Looking for a job? Many job seekers focus so hard on answering interview questions well that they forget that they are there to find out more information about the role too.
Asking the right questions at an interview is important for two reasons:
- It’s an opportunity to show a deeper understand and interest in the company and role.
- You can learn a lot more about the realities of the position, in particular, those area’s that you might consider deal-breakers.
At the end of the interview you want to have achieved 2 things:
1. You want to have demonstrated your aptitude for the role.
2. You want to have a clearer sense of whether the employer is the right fit for you.
There are an infinite number of questions you could ask during a job interview, but if you stay focused on those 2 goals, the questions should come easily to you.
Here are some suggestions:
What skills and experiences would make an ideal candidate?

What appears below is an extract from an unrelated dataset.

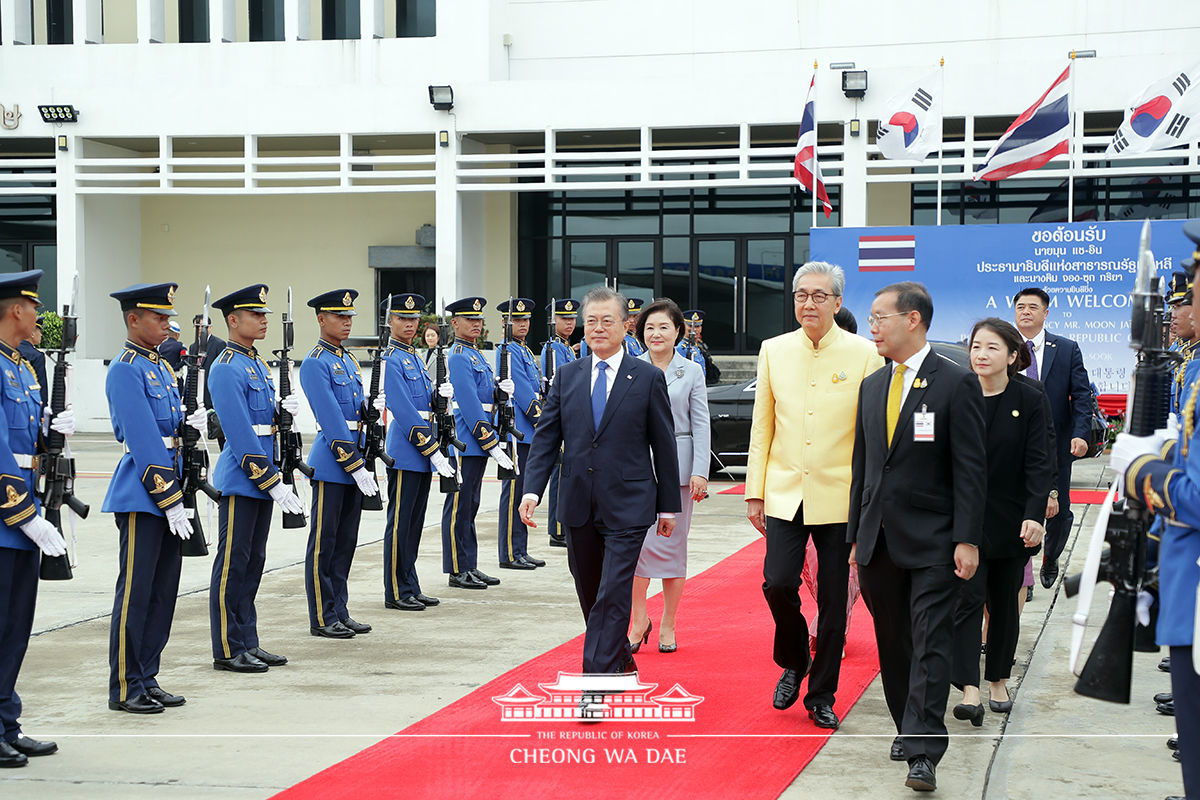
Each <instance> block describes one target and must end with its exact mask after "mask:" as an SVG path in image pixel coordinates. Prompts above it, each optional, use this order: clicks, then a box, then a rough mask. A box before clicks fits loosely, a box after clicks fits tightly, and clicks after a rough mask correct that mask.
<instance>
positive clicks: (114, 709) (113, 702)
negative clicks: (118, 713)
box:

This is a great open-ended question that will have the interviewer put his or her cards on the table and state exactly what the employer is looking for. If the interviewer mentions something you didn’t cover yet, now is your chance. (Forbes)
Have I answered all your questions? Before you begin asking your questions, find out if there’s anything they’d like you to elaborate on. Not only will they appreciate the offer, but it may be a good chance for you to gauge how well you’re doing.
What have you enjoyed most about working here? This question allows the interviewer to connect with you on a more personal level, sharing his or her feelings. The answer will also give you unique insight into how satisfied people are with their jobs there. If the interviewer is pained to come up with an answer to your question, it’s a big red flag. (Forbes)
Beyond the hard skills required to successfully perform this job, what soft skills you see as fundamental to the role?